Well, I really really really want to:
– Write a couple blog posts for the week.
– Keep working on the new IGotNewsForYou site (to be launched soon)
– Catch up on my blog reading.
– Finally get going on that technical document I was supposed to write last week.
– Email the guys at the office about tomorrow (I won’t be in, they need instructions).
– Catch up on my email, responding to a few people.
– Respond to David Seah who wrote a great follow-up post about ideas in response to my argument that ideas are NOT worthless (in which I link to one of his past articles saying that ideas are worthless.)
All of this has been swimming through my head all weekend, and I’ve had very little time to do any work. Weekends are meant for fun anyway, but when I have to take a day off the following week it sets me into a bit of a panic.
So, that’s my rough sketch of a to-do list. Super. But what really goes through my head is something like this:
“Wow, I’m exhausted. Chasing the kid around all day has worn me out.”
“I haven’t been able to follow the NHL’s free agency craziness, which started yesterday.”
“That couch looks COMFY.”
The brain pipes up, “Ben.

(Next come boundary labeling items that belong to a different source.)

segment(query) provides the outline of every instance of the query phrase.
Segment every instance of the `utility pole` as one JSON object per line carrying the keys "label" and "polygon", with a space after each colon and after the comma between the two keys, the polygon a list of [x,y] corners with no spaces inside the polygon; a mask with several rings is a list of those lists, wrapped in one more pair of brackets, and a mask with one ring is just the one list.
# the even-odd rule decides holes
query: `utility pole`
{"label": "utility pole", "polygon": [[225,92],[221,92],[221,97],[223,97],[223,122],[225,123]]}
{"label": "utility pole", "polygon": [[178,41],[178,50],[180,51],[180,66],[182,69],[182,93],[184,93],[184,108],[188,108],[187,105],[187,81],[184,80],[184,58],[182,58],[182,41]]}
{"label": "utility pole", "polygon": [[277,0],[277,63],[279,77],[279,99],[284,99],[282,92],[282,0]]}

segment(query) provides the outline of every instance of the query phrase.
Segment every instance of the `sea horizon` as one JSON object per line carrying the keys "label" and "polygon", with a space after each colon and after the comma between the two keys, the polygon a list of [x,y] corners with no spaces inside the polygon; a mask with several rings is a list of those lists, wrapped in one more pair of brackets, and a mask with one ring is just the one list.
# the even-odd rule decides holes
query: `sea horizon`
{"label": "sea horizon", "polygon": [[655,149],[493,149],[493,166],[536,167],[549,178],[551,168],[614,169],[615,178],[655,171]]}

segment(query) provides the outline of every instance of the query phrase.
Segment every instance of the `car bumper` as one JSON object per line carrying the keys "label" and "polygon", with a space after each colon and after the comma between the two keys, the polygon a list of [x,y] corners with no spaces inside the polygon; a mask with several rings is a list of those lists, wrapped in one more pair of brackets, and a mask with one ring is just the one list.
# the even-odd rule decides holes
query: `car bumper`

Focus.” Right, sorry brain…but…
“I should check my email one more time.” Done. Nothing to report.
“Is that my stomach rumbling? I wonder if there are any cookies left?” Yes, there are. Grab a couple.
“I wonder how my blog traffic is doing?” Eh. Comme ci comme ca.
Crap, it’s 8:25pm, what have I done so far? Oh oh.
The above tale is a common one for anyone that has a busy life, particularly a life that involves a LOT of activity outside work. If you constantly work, including weekends, then you’re used to staying focused on that, but when you’ve got a young kid (almost 2!) and a wife who is working late, and a day off the next day to take care of the kid (who’s daycare is closed), and you’re STILL cleaning your damn house constantly cause no one has bought it yet…well, you’re distracted, extremely busy and time becomes an impossible commodity.
And when you finally get an hour or two alone to get some actual work done, you falter – distracted by everything around you, but more importantly, panicked by trying to squish 50,000 tasks into 50 seconds.
Now there’s no question: there’s a ton of ways to get organized and stay organized. There are entire concepts (like Getting Things Done) designed to help you be more productive. But you still can’t force-feed productivity.
Sometimes the best thing to do is “give up,” and do something other than those “productive tasks.” In fact, taking a bit of time out for yourself will
help you be more productive in the long run. Step out, go do something fun, relaxing and/or mindless; your to-do list is still percolating and prioritizing in your brain (which is a great multi-tasker even if you don’t realize it.) Come back to the task-at-hand a bit more refreshed and ready to take charge. And even if you don’t get back to that to-do list right away and take a more significant time “off” you’ll thank yourself for it.